Ungeachtet dieser - zweifellos schon im Jahre 1964 Allgemeingut gewordenen - Erkenntnis enthielt der damals vorgeschriebene Lehrplan der Ingenieurschule Wolfenbüttel noch keinen Sport als Unterrichtsfach. Damit entfällt ein Anhaltspunkt, der allgemein geeignet ist, Veranstaltungen, die an sich nicht auf spezielle Fachbildung ausgerichtet sind, dem Ausbildungsprogramm einer Schule zuzurechnen (vgl. SozR Nr. 3 zu § 548 RVO). Dieses Merkmal ist aber nicht das allein entscheidende, wenn - wie im vorliegenden Fall - sonstige Umstände festgestellt sind, die eine wesentliche innere Beziehung zwischen der versicherten beruflichen Ausbildung und dem von Fachschülern ausgeübten Sport herstellen: Die Organisation der sportlichen Betätigung lag in den Händen des AStA als des berufenen Trägers der Selbstverwaltung der Studierenden, der hierfür eigens einen Sportreferenten bestellt hatte; die vom AStA angesetzten Sportveranstaltungen wurden der Leitung der Ingenieurschule mitgeteilt und von ihr gebilligt. Dies galt insbesondere auch für die im Sommerhalbjahr 1964 ausgetragene Fußballmeisterschaft und die dazu zwischen Mannschaften der verschiedenen Semester durchgeführten Ausscheidungsspiele, die mit allgemeinen Fußballwettkämpfen schon deshalb nicht verglichen werden können, weil diese Spiele nur zwischen Angehörigen derselben Fachschule stattfanden, mit allgemeinem sportlichen Wettkampfverkehr also nichts zu tun hatten. Auch liegt die Annahme nahe, daß die Veranstaltung derartiger Schulmeisterschaften auf sportlichem Gebiet geeignet war, unter den an der Ingenieurschule Wolfenbüttel Studierenden einen Gemeinschaftsgeist zu wecken und zu fördern.

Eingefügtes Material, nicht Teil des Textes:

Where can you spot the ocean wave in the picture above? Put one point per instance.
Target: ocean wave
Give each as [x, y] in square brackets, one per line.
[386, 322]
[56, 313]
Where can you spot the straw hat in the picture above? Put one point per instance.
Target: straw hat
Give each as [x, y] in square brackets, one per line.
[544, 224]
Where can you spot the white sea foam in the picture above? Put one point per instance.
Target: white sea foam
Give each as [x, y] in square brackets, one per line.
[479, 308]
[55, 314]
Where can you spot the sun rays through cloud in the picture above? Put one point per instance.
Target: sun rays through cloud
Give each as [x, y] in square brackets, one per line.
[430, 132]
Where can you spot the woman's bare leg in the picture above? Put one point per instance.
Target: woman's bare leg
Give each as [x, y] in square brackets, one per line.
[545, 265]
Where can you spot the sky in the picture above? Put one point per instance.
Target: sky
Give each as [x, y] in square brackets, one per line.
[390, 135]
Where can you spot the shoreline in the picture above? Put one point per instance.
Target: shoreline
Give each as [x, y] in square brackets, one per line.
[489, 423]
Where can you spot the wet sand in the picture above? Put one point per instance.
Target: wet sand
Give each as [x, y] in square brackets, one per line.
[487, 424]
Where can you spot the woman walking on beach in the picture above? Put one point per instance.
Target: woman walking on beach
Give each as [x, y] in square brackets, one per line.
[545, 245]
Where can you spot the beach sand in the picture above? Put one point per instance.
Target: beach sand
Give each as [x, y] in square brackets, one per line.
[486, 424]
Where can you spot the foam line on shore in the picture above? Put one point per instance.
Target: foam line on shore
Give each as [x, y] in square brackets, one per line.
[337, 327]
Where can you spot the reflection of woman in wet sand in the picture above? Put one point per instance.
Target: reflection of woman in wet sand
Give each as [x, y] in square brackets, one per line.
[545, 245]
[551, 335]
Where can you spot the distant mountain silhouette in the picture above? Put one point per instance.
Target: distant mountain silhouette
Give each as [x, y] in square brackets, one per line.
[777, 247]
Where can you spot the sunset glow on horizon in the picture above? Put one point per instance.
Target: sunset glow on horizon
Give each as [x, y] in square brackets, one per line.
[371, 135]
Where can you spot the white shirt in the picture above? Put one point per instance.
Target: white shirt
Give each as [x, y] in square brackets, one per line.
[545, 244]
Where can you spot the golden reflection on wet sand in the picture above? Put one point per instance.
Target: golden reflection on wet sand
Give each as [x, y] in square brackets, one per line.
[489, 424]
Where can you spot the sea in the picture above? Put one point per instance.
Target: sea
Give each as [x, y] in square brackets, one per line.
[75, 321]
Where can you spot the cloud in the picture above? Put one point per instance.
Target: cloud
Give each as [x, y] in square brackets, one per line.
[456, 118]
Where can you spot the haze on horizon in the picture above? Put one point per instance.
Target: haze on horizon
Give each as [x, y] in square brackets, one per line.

Diese Umstände genügen nach Auffassung des Senats, um für den Kläger im Unfallzeitpunkt den UVSchutz nach § 539 Abs. 1 Nr. 14 RVO zu begründen. Bestätigt sieht sich der Senat in dieser Auffassung dadurch, daß nur wenig später auch durch staatliche Maßnahmen die Entwicklung sportlicher Belange an berufsbildenden Schulen gefördert worden ist. Nachdem der Runderlaß des Niedersächsischen Kultusministeriums vom 3. Mai 1965 (Niedersächsisches Ministerialblatt 1965, 463) hierfür die Grundlage durch Gewinnung ausreichender Lehrkräfte gelegt hatte, ist dem Runderlaß desselben Ministeriums vom 20. Juni 1967 (Niedersächsisches Ministerialblatt 1967, 659) zu entnehmen, daß der Sport an berufsbildenden Schulen des Landes nunmehr verbindliches Unterrichtsfach geworden ist. Von hier aus rückschauend betrachtet erscheint der im Sommerhalbjahr 1964 an der Ingenieurschule Wolfenbüttel vom AStA veranstaltete Sportbetrieb nur als eine Vorwegnahme der später von der Staatsautorität unmittelbar wahrgenommenen Aufgaben. Auch für die damalige Zeit ist daher diese sportliche Betätigung der Ingenieurschüler - obgleich kein Bestandteil des seinerzeit vorgeschriebenen Lehrplans - der versicherten Ausbildung zuzurechnen.
Hiernach ist die Revision gegen das im Ergebnis zutreffende Urteil des LSG unbegründet; sie muß daher zurückgewiesen werden (§ 170 Abs. 1 Satz 2 SGG).
Die Entscheidung über die außergerichtlichen Kosten beruht auf § 193 SGG.